Dr. McGee’s research delves into the structural hurdles Black and Brown students face in STEM. Herself a “recovering” engineer, Dr. McGee uncovers the toxic culture of STEM, from which an astounding 61 – 67% of Black and Brown students are “leaking out” of the pipeline: “If a plumber came to your house and saw 67% of the water leaking out of the pipes, they wouldn’t say we should patch those pipes — they would say the pipes are broken and need to be taken out.”

Black and Brown students must navigate:


Black and Brown STEM students must operate in a structure that was not designed for them — and is often hostile and alienating. They face roadblocks on multiple levels: lack of AP classes, lack of college counseling, lack of role models, and a lack of resources.


Minoritized students who excel at STEM are often made to feel like “imposters,” as well as the pressure of being a “model minority.” This produces an enormous amount of stress, threatening a student’s continuing in the field, and resulting in physical and mental health strains. Students are often told that these feelings are all in their head, but as Dr. McGee explains it, “you can’t yoga pose your way out of a toxic environment.”


Public school systems are becoming more diverse — 54% of public school students are nonwhite — but students don’t see teachers who look like them in the classroom. The number of Black teachers has been declining over the years. In Maryland, 1 in 5 schools have no black teachers at all, and nearly half of Maryland schools have no Latinx teachers. Students need to see someone they can identify with; they need role models.


Black and Brown students in STEM often have to defend why they are there and navigate implicit bias, maintaining a fragile identity within a sometimes hostile environment. Black, white and Latinx students declare STEM majors at roughly the same rates, but two-thirds of Black and Latinx students leave these majors before they graduate. According to data from the National Science Foundation, Black graduates with degrees in engineering and math declined from 2001 to 2016. “Imagine a world where they could just love the math,” says Dr.
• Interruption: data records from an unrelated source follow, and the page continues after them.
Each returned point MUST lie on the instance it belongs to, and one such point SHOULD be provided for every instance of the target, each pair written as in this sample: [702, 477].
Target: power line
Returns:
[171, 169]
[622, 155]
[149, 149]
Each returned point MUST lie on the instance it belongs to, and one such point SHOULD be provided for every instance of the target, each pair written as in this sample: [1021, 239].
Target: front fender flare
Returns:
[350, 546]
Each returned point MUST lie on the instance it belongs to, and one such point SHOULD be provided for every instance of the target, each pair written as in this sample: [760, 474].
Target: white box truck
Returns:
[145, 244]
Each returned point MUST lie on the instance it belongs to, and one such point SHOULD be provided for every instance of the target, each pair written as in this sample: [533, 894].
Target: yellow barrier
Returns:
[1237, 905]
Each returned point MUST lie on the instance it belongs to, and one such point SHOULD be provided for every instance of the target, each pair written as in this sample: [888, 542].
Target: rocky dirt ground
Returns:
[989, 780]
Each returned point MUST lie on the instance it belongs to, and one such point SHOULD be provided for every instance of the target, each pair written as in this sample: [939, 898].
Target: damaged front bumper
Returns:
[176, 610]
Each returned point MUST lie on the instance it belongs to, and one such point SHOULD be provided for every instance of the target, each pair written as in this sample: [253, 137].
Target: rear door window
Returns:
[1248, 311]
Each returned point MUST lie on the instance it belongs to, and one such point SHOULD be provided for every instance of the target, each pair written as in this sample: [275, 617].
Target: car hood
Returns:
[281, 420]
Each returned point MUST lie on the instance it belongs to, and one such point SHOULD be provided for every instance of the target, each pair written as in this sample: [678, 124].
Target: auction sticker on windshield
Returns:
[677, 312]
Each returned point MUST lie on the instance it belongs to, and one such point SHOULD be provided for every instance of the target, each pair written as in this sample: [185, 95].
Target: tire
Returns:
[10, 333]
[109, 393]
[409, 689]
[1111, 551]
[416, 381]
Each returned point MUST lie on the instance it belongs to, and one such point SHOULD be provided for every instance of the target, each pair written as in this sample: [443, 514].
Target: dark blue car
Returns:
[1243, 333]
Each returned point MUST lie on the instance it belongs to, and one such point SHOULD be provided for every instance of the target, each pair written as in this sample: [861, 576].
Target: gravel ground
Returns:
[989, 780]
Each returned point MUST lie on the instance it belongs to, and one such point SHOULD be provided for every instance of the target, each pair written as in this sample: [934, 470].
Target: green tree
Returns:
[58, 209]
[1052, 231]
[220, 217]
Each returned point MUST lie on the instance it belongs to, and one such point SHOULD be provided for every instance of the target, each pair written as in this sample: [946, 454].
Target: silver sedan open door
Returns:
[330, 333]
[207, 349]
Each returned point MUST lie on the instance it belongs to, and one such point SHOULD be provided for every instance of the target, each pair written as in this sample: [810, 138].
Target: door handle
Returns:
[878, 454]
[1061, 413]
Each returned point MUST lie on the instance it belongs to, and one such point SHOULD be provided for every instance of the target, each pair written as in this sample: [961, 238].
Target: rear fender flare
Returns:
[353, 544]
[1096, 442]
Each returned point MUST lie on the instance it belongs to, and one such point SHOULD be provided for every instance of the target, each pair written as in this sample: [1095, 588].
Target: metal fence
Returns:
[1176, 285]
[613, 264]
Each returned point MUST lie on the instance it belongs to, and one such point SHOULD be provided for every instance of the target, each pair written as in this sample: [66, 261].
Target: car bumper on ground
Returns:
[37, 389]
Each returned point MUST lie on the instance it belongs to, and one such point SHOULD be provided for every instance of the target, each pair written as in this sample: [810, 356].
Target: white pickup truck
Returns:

McGee. “And not have to always prove that they should be there.”

Part III: What does the new village look like?

“We want to produce not just a Black and Brown STEM population… but Black and Brown STEM founders, entrepreneurs, innovators, owners, designers…” Dr. Ebony McGee


  • Provide early and consistent exposure to STEM in elementary school, giving kids a sense of belonging and cementing interest and confidence in STEM.
  • Develop co-curricular solutions that purposefully focus on closing the equity gap during the school day, not just as an enrichment opportunity.
  • Work with teachers and administrators to create supportive pathways for students.
  • Support teachers and administrators to create more stability and retention.
  • Invest in teachers: provide externships and PD for teachers to build their skills and knowledge.
  • Empower teachers as changemakers.

We have to start STEM exposure earlier, before middle school. And what they do at KID Museum has to exist in the classroom too.”